- Born: 12 May 1942 Galati, Kingdom of Romania
- Died: 1 July 2013 (aged 71) Bucharest, Romania
- Branch: Romanian Air Force
- Rank: Lieutenant Colonel
- Education: Vasile Alecsandri National College

= Dumitru Dediu =

Romanian cosmonaut

Dumitru Dediu (12 May 1942 in Galaţi – 1 July 2013) was a pilot in the Romanian Air Force and cosmonaut candidate that was assigned as the backup for Dumitru Prunariu.

==Biography==
Dumitru Dediu was born on May 12, 1942 , in the city of Galați, receiving the name Mitică Dediu at birth.

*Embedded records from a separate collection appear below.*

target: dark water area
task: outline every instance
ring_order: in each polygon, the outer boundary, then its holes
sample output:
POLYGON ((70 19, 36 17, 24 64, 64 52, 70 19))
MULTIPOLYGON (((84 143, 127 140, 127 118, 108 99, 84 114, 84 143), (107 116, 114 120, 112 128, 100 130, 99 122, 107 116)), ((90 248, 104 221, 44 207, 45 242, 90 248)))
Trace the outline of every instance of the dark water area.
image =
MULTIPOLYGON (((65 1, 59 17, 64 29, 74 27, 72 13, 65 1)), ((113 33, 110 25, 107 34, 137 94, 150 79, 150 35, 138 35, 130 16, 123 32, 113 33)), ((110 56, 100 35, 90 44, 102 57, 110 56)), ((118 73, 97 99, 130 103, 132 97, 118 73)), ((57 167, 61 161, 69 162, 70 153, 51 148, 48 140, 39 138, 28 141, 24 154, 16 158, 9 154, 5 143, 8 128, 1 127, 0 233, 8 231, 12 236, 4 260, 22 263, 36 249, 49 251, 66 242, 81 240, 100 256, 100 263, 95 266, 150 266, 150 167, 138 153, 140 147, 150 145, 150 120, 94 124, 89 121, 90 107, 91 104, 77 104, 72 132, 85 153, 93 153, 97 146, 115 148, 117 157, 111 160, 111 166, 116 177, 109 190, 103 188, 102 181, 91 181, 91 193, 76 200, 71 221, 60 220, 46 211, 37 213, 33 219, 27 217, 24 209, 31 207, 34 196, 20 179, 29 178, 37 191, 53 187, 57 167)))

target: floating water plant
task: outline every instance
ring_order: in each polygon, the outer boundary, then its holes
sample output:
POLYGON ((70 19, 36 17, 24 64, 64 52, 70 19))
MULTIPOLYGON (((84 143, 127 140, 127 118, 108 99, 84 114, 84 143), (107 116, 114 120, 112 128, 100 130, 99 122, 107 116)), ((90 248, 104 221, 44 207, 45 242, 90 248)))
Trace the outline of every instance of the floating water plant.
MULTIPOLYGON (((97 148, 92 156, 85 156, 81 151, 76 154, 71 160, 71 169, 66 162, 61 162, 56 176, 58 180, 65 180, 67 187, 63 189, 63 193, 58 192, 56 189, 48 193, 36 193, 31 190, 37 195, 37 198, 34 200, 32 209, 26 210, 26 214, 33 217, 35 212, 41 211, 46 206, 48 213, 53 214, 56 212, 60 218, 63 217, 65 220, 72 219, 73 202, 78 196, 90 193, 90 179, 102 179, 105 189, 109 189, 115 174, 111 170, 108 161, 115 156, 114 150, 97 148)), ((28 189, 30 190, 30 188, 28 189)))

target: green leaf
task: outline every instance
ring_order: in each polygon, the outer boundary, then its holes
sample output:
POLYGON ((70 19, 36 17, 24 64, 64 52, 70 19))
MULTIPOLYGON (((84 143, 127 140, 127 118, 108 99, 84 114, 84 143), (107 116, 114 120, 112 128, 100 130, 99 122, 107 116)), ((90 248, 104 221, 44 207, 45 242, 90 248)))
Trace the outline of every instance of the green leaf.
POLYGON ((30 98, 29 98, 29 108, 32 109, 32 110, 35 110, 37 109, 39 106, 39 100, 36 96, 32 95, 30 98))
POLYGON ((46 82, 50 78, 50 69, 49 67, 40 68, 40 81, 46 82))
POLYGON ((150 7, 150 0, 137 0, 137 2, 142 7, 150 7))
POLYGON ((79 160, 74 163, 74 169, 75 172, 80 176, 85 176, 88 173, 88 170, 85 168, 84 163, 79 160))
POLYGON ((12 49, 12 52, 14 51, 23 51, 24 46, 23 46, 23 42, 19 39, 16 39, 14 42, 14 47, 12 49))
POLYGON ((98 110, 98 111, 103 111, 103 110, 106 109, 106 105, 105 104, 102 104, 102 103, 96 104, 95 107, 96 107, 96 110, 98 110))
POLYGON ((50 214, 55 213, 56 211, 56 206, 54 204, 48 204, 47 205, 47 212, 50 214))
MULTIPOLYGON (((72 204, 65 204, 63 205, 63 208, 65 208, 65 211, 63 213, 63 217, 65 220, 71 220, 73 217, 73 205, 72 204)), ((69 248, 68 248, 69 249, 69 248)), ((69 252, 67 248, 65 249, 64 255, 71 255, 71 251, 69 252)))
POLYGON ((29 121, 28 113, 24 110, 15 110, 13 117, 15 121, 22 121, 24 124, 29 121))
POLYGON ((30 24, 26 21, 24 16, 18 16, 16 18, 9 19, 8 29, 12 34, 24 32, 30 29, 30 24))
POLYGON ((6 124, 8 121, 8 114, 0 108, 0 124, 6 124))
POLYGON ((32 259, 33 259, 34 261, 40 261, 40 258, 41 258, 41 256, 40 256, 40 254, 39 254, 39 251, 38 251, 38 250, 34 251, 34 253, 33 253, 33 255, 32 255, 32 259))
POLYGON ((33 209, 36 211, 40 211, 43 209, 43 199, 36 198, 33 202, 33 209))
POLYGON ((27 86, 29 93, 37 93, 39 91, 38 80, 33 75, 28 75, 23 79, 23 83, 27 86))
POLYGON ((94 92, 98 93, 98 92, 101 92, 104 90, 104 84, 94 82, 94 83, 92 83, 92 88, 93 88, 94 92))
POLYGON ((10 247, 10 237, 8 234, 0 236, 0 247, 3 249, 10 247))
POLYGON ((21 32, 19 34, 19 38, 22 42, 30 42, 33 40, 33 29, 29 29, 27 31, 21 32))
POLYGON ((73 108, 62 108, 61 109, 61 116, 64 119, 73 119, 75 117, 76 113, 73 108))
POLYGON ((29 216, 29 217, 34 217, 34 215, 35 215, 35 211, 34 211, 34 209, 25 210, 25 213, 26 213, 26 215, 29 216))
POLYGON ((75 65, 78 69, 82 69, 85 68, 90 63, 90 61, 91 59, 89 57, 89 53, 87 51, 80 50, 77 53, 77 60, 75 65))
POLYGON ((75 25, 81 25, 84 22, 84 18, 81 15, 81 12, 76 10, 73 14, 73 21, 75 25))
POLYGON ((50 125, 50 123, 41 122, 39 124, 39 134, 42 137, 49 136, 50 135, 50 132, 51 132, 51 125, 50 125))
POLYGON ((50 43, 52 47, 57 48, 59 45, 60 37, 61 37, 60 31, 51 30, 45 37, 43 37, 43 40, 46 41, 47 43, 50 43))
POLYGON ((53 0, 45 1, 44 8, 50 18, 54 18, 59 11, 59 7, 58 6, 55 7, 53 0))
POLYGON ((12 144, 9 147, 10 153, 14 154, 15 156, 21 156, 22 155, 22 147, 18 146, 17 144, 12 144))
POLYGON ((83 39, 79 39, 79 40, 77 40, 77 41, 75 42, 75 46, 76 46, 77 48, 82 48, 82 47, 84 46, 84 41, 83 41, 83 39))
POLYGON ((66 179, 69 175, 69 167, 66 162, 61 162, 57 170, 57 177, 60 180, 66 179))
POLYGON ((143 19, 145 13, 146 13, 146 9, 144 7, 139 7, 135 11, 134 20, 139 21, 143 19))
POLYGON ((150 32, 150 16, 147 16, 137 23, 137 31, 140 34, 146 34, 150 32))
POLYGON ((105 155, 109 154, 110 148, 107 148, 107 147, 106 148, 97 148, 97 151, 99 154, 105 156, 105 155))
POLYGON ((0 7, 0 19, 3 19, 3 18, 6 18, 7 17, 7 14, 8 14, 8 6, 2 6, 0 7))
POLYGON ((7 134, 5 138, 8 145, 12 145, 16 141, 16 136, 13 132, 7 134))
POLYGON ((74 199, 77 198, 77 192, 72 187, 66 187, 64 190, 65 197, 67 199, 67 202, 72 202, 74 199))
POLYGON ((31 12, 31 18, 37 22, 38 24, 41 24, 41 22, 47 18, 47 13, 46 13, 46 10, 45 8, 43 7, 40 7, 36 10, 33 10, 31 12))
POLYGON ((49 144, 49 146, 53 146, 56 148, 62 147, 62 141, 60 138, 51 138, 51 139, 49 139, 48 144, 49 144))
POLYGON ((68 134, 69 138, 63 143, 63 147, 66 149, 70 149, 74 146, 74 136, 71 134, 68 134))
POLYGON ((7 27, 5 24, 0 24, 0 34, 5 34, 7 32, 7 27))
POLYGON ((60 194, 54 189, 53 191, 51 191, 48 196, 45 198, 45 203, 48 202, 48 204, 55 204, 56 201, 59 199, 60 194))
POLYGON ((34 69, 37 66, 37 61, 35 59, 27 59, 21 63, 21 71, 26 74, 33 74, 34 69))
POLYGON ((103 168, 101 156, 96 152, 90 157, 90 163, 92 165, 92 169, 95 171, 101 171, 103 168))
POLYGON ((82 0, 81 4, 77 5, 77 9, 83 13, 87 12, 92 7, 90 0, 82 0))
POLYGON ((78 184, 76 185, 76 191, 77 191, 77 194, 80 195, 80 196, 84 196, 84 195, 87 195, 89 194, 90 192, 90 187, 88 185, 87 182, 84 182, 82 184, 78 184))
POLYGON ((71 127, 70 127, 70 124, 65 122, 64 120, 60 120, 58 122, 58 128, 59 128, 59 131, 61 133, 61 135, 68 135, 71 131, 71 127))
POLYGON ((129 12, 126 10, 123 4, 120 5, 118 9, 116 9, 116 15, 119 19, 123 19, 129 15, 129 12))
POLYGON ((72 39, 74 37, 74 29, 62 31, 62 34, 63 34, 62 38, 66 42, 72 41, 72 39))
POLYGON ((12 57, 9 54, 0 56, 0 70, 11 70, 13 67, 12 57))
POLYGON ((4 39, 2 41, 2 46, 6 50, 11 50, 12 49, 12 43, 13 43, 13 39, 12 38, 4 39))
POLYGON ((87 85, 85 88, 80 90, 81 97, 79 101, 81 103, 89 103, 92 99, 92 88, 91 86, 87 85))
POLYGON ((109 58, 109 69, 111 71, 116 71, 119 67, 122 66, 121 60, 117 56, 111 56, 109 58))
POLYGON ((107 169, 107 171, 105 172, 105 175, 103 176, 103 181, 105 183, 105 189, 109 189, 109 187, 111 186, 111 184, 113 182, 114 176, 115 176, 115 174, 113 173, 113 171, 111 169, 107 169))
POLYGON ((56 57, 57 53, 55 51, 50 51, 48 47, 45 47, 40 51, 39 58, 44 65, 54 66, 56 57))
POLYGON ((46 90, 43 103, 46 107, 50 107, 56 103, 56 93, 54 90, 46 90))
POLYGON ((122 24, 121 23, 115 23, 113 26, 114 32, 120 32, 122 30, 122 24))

He studied at the Vasile Alecsandri National College in Galați, from which he graduated in 1961. He then attended the "Traian Vuia" Aviation Officers School in Mediaș and later the Military Technical Academy in Bucharest, obtaining a diploma in electronics engineering.

In 1978, Dediu was selected as the backup for Dumitru Prunariu for the Soyuz 40 mission. He served in the Romanian Army and lived in Bucharest.

He died in early July 2013 after suffering from Alzheimer's disease and Parkinson's disease. He was buried on July 11, 2013.